The Lenten reading for the 2nd Monday of Great Lent from the Prophecy of Isaiah 5:1-7:
Let me sing for my beloved my love-song concerning his vineyard: My beloved had a vineyard on a very fertile hill. He dug it and cleared it of stones, and planted it with choice vines; he built a watchtower in the midst of it, and hewed out a wine vat in it; he expected it to yield grapes, but it yielded wild grapes. And now, inhabitants of Jerusalem and people of Judah, judge between me and my vineyard. What more was there to do for my vineyard that I have not done in it?
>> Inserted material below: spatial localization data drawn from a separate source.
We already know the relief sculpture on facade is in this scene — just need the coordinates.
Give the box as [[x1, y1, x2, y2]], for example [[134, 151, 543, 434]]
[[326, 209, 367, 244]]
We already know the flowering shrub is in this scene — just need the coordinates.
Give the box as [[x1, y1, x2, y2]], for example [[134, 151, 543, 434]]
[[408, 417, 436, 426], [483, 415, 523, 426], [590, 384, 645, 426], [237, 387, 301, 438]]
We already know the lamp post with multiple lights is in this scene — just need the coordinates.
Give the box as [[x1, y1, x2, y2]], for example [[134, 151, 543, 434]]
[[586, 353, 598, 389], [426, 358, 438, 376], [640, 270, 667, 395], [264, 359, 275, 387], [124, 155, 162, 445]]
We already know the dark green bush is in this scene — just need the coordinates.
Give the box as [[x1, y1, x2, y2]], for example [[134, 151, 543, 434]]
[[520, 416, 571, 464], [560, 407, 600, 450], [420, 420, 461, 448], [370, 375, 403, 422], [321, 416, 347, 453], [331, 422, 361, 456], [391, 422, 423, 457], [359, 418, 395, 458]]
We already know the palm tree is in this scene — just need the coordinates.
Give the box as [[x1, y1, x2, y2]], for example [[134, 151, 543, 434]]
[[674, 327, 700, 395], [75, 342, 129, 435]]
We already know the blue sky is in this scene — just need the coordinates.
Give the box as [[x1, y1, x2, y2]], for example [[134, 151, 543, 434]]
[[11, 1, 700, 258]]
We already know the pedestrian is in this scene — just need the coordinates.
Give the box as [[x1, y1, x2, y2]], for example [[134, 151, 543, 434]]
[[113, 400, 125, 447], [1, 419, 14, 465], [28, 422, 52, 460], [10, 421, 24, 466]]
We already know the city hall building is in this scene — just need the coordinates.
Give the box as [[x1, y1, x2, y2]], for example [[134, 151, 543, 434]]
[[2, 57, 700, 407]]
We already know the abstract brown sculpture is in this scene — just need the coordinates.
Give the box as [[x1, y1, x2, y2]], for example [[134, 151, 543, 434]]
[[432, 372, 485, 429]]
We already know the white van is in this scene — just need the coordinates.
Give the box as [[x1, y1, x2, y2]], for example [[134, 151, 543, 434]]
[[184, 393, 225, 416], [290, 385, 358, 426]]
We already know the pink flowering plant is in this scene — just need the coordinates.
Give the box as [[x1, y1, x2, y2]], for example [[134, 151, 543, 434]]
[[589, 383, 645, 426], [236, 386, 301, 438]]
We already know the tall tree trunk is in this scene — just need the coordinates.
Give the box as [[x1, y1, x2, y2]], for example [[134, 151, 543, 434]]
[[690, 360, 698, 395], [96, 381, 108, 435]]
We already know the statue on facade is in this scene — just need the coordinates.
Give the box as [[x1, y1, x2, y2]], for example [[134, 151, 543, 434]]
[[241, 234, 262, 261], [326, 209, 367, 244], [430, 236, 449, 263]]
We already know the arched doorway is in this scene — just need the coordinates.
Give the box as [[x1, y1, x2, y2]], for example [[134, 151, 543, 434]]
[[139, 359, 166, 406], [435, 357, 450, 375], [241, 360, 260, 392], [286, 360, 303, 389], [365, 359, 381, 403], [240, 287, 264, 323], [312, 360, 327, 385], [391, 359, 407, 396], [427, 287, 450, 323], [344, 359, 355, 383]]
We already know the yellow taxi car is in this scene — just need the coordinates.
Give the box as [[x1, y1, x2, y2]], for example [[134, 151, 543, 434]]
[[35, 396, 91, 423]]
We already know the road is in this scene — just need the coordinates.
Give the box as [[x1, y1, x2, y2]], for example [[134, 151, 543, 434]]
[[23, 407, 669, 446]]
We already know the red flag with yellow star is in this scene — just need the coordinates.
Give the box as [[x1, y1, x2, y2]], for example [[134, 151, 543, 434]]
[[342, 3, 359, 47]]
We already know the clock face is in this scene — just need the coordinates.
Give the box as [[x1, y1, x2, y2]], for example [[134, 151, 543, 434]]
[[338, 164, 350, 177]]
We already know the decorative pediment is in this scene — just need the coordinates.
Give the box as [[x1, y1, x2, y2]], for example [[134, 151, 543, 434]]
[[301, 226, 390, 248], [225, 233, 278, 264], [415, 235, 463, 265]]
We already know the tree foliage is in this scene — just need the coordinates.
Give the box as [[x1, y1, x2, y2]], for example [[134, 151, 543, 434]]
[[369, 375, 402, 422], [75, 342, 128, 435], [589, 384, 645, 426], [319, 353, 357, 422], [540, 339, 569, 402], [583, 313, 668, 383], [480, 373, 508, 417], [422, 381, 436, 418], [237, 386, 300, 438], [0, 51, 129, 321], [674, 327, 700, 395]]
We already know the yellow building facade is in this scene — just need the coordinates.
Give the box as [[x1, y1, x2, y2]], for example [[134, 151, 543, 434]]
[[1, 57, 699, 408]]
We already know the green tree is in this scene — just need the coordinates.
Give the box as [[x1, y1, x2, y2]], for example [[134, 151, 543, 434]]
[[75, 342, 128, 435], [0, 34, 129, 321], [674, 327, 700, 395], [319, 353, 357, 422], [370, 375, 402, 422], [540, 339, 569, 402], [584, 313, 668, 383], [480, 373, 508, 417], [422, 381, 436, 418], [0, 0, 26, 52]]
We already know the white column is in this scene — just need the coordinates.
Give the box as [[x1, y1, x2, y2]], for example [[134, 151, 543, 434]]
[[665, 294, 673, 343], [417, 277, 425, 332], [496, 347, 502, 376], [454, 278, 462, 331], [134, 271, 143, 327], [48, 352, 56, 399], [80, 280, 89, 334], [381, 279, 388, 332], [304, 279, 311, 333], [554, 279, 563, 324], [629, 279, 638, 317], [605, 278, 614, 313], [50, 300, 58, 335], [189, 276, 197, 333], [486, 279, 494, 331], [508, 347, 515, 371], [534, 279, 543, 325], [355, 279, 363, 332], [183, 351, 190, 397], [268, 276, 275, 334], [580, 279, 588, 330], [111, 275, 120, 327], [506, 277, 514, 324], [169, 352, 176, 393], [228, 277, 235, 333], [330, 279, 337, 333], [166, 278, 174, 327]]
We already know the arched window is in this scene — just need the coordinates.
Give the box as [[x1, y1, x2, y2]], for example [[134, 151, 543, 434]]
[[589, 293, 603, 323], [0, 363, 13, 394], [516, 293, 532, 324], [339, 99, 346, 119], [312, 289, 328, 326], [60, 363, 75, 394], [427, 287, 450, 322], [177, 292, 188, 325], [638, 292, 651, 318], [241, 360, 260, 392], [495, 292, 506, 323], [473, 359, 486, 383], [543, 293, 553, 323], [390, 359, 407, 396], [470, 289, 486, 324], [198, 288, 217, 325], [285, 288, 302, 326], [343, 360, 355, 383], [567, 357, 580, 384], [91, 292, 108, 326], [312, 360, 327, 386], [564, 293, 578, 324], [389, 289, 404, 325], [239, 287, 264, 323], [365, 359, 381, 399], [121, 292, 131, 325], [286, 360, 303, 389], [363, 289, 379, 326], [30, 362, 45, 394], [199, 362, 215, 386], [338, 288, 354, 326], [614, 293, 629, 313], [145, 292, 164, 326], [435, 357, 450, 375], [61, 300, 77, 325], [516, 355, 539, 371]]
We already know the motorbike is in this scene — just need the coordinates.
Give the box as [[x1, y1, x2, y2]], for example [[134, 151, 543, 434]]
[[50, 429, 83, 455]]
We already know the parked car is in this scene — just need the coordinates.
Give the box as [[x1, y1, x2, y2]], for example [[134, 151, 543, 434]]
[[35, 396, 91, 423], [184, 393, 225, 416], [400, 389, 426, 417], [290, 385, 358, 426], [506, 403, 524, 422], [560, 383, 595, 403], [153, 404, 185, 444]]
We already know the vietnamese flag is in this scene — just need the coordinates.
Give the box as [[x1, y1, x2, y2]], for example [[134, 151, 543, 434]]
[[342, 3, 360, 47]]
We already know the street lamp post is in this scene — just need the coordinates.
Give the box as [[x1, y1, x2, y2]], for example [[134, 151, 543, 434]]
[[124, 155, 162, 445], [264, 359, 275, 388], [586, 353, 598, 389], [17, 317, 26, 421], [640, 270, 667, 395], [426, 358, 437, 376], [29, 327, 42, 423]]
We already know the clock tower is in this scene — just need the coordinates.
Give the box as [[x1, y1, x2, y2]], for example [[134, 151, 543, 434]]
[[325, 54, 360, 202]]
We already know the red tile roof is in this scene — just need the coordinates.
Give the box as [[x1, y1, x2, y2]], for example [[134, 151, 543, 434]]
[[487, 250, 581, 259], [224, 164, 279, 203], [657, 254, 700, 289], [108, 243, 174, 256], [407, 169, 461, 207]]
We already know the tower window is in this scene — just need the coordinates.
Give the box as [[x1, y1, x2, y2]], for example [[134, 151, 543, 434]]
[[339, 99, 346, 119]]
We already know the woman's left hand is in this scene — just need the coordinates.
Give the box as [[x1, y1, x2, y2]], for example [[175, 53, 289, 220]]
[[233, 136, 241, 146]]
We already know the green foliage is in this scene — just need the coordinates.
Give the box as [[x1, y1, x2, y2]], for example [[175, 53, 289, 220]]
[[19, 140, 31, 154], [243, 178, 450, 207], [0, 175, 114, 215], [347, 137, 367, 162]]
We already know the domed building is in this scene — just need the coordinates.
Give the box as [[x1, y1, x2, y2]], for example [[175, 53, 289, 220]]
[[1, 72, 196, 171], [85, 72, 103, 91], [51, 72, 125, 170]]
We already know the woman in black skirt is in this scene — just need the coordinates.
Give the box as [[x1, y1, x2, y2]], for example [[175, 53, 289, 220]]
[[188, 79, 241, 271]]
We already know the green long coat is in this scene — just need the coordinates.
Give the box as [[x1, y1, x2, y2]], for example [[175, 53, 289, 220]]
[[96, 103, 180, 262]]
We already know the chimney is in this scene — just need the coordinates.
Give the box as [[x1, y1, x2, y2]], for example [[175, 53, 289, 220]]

When I expected it to yield grapes, why did it yield wild grapes?
I find Isaiah’s parable of the vineyard to be for me, deep in my heart, a most troubling and unnerving story.
For God is asking us to answer the very question so many of us ask Him, WHY?
Why does Israel yield wild grapes instead of good ones?
Why are there such problems in the Church?
Why does evil so often seem to prevail?
Why, asks God, after all that I did, did you fail to bear fruit?
Doesn’t HE know? Does He really think we should know?
Why doesn’t God do something about what’s wrong with the church – with hypocritical Christians and failed leaders and those who are aggressively ambitious and those who are in the church but are just plain evil?
And God is troubled about the same things we are and He asks us to explain why, to give account for ourselves and our church.
He is not at all pleased and demands an accounting of us. We are equally displeased and wonder why doesn’t He correct the problems and deal with the malefactors?
Synergy versus stalemate. God is not going to do for us what we need to do for ourselves. As the Lord tells Moses when Moses believing he is following God’s will leads the people out of Egypt into the entrapment between Pharoah’s army and the Sea of Reeds: “Why do you cry out to me? YOU tell the Israelites to go forward” (Exodus 14:15). God has high expectations for His people.
Isaiah continues:
And now I will tell you what I will do to my vineyard. I will remove its hedge, and it shall be devoured; I will break down its wall, and it shall be trampled down. I will make it a waste; it shall not be pruned or hoed, and it shall be overgrown with briers and thorns; I will also command the clouds that they rain no rain upon it. For the vineyard of the LORD of hosts is the house of Israel, and the people of Judah are his pleasant planting; he expected justice, but saw bloodshed; righteousness, but heard a cry!
Oh Lord, remember how to be merciful to us, as you headed the plea of the murderer Cain who complained his punishment was too harsh and you put your mark on him to protect him. Lord, save us from your wrath and from ourselves. God asks us why we, the vine which He planted and so meticulously cultivated, have failed Him? It is Lent, this has to break our hearts. We cannot answer, but we can weep for the state of affairs we are in.
“O Lord GOD, forgive, I beg you! How can Jacob stand? He is so small!”
The LORD relented concerning this; “It shall not be,” said the LORD.
This is what the Lord GOD showed me: the Lord GOD was calling for a shower of fire, and it devoured the great deep and was eating up the land. Then I said,
“O Lord GOD, cease, I beg you! How can Jacob stand? He is so small!”
The LORD relented concerning this; “This also shall not be,” said the Lord GOD.